Santé conjuguée n° 43 - janvier 2008

Depuis quelques années, les violences faites aux femmes sont prises au sérieux ! Mais la révolution des mentalités, la mise en place et le soutien effectif de structures ainsi que la collaboration entre des intervenants très différents prennent du temps…

En Belgique, septante femmes meurent chaque année sous les coups de leur partenaire. Une femme sur cinq sera victime dans sa vie de violences perpétrées par son partenaire. Des drames comme celui de Gosselies, le 17 décembre 2007, ne sont que la partie la plus visible du problème. Chaque jour, des centaines de femmes (et 2 % d’hommes) sont victimes d’actes de violence psychologique, physique, mais également économique et sociale. Au-delà de l’aspect émotionnel que revêt la question des violences entre partenaires, c’est une question de société qui est soulevée, un problème qui relève à la fois de la santé publique, de l’égalité entre femmes et hommes, de l’organisation des systèmes judiciaire et social. Les conséquences des violences intrafamiliales sur la santé des femmes sont multiples. Outre les coups, les fractures et traumatismes divers, des lésions internes peuvent se produire.
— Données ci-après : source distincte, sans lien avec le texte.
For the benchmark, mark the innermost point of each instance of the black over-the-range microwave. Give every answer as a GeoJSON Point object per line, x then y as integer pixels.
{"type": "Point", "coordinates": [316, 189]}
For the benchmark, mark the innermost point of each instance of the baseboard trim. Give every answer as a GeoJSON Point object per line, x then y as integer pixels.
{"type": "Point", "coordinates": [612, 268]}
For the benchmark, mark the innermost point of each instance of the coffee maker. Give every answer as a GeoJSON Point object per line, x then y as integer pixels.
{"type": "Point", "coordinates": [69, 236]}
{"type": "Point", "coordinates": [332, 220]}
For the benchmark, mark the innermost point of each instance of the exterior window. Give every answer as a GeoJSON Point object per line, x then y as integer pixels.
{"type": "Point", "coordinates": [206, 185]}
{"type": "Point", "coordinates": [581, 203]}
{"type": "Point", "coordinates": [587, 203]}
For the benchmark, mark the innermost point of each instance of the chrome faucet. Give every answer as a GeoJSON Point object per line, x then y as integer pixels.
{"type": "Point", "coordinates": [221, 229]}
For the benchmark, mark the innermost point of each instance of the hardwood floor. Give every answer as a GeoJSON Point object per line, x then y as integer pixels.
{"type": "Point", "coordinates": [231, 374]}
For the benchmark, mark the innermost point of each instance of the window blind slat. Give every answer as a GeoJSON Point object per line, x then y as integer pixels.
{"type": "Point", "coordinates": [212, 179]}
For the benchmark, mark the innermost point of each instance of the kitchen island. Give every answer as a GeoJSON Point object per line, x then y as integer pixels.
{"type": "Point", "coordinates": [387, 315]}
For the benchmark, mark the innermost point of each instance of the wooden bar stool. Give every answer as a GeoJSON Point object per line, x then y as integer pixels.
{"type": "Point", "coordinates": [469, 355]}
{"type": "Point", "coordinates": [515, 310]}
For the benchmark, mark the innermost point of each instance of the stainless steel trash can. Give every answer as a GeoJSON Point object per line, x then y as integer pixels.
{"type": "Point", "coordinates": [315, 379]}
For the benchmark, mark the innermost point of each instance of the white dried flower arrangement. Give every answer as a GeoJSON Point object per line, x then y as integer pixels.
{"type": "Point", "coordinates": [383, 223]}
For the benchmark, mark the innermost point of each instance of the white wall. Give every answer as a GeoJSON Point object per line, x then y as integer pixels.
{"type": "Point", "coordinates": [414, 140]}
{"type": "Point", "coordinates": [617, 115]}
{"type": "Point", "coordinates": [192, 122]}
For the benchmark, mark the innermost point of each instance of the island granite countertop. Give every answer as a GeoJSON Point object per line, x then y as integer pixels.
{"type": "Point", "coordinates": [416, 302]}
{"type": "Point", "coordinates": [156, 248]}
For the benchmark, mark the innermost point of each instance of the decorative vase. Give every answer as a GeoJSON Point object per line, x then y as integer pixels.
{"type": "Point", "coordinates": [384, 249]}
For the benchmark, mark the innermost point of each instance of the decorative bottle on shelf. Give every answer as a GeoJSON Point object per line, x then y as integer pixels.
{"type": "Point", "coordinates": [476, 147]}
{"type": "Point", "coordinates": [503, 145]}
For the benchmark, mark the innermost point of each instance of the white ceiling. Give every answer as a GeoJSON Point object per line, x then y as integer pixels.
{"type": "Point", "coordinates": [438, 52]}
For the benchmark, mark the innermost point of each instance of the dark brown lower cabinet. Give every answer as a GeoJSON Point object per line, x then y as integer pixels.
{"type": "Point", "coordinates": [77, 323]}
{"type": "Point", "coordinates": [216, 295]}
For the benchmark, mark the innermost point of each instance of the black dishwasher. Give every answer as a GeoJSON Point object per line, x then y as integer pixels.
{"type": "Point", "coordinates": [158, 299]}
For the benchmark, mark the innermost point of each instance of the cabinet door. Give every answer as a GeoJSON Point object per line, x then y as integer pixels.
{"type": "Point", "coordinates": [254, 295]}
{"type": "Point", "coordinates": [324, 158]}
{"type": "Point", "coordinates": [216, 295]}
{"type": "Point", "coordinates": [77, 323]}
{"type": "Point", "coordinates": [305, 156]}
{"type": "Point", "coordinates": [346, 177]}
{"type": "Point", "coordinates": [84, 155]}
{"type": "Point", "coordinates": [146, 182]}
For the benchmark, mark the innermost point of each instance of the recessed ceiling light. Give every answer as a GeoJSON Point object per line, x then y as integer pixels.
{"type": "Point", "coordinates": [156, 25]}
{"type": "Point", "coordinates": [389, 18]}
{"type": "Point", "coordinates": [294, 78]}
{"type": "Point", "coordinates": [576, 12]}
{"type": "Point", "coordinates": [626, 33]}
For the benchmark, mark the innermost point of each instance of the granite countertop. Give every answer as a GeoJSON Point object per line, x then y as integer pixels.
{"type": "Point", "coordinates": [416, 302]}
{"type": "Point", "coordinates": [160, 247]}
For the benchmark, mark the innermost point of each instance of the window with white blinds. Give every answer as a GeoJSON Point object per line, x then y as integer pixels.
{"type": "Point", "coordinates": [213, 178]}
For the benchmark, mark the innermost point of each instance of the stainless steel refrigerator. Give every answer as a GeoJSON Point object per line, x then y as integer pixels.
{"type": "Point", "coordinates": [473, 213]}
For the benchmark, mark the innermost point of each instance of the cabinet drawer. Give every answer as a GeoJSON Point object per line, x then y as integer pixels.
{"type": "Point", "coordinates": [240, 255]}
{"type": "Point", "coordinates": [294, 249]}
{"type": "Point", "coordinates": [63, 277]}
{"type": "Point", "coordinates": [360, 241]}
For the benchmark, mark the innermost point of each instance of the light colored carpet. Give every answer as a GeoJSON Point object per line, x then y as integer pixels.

D’autre part, l’équilibre psychique des victimes est affecté. On constate chez ces femmes un grand déficit de l’estime de soi, des dépressions profondes, le développement des comportements addictifs, des troubles du comportement alimentaire, des épisodes suicidaires. On rencontre ces problèmes chez les enfants, qu’ils aient été témoins ou victimes de ces violences. Tout cela a bien évidemment un coût en matière de santé publique. D’autre part, la violence entre partenaires était reconnue comme un crime, dans les textes, mais souvent considérée comme relevant de la seule sphère privée, dans les faits. Il était nécessaire que des dispositions soient prises pour rendre la lutte sur contre ces maltraitances réellement efficace.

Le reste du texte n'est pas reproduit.